O ouro recuperou após um período de fraqueza, com parte do movimento atribuída à mudança de liquidez à medida que o “trade” dos semicondutores arrefeceu. Análises anteriores de fluxos sugeriam que fundos que tinham rodado de ouro e Bitcoin para “chips” poderão ter começado a desfazer essas posições, ajudando o ouro a estabilizar mesmo com um dólar mais forte, “real yields” mais elevadas e a incerteza em torno da Fed a continuarem a pesar. A recuperação reparou algum dano técnico e ultrapassou uma resistência menor, mas continua a ser enquadrada como um ressalto, e não como uma rutura confirmada, sendo ainda necessário um acompanhamento mais amplo por parte dos preços e dos fluxos.
As compras dos bancos centrais têm proporcionado uma procura subjacente que limitou quedas mais acentuadas. A Goldman Sachs Global Investment Research estimou compras oficiais de 81 toneladas em maio; o ritmo ajustado sazonalmente a três meses foi de 67 toneladas por mês, quase quatro vezes a média pré-2022, com a China como o maior comprador identificável. Essa procura sustenta a previsão da Goldman de 4.900 dólares/onça para o final de 2026 e ajuda a explicar porque é que as correções podem comportar-se de forma diferente, mesmo que persistam as vendas de ETF e os desfazimentos de posições em futuros alavancados. Do ponto de vista técnico, o principal teto referido é a média móvel de 200 dias nos 4.505–4.510 dólares/onça.
Cautela Construtiva E Níveis Técnicos
Devemos abordar o mercado do ouro com cautela construtiva nas próximas semanas, à medida que o metal estabiliza mas enfrenta testes técnicos cruciais. Embora o recente ressalto tenha reparado algum dano técnico de curto prazo, os “traders” de derivados devem aguardar por uma rutura clara antes de assumirem posições longas agressivas. O forte “rally” em IA e semicondutores começou a perder força, levando capital a regressar a ativos macro defensivos, como o ouro.

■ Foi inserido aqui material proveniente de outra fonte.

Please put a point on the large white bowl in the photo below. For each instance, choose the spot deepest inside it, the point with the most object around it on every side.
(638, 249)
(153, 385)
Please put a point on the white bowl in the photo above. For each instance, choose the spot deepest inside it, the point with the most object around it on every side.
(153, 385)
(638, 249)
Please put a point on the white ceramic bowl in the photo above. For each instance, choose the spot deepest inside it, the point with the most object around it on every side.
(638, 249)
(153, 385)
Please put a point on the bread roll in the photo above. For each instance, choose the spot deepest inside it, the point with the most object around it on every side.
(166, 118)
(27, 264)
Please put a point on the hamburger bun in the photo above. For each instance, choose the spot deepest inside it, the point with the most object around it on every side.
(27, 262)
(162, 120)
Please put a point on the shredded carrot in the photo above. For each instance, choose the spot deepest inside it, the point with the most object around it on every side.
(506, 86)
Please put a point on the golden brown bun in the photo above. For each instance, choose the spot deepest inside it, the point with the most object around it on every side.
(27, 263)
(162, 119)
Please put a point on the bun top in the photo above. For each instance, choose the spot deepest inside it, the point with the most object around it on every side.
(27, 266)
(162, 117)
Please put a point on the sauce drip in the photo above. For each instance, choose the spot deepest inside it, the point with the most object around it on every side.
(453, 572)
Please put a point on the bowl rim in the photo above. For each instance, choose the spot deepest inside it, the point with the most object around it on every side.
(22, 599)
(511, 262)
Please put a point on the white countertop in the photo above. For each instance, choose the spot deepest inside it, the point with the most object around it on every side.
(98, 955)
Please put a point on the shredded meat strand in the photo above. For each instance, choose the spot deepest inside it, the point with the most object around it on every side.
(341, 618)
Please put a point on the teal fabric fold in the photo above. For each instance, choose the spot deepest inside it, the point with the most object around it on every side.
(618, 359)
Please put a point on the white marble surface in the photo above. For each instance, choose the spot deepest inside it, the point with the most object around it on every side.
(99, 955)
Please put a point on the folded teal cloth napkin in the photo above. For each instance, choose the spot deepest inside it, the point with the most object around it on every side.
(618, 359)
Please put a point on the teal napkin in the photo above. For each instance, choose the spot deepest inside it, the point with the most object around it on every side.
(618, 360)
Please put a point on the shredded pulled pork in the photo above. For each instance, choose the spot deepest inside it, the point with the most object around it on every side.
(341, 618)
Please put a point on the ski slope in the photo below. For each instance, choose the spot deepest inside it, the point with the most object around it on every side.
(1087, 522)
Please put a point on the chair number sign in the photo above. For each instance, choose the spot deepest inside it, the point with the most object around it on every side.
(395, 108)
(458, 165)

Apoio Dos Bancos Centrais E Estratégias Com Opções
Estamos a observar um piso estrutural claro no ouro, fortemente apoiado pela acumulação persistente por parte dos bancos centrais. De acordo com dados recentes do World Gold Council, as compras líquidas do setor oficial têm ultrapassado consistentemente as 1.000 toneladas anuais, uma tendência que acelerou rapidamente após o congelamento das reservas externas da Rússia. Este amortecedor de compras institucionais incessantes significa que as correções em baixa deverão ser mais superficiais e de menor duração do que em ciclos anteriores.
Para os “traders” de opções, o foco imediato deve estar no principal teto de resistência situado entre 4.505 e 4.510 dólares por onça. Recomendamos a utilização de estratégias de risco definido, como “bull call spreads”, para captar o potencial de subida se este nível-chave for rompido. Em contrapartida, a venda de “puts” abaixo dos níveis de suporte associados às compras dos bancos centrais oferece uma forma de elevada probabilidade de gerar rendimento enquanto o mercado consolida.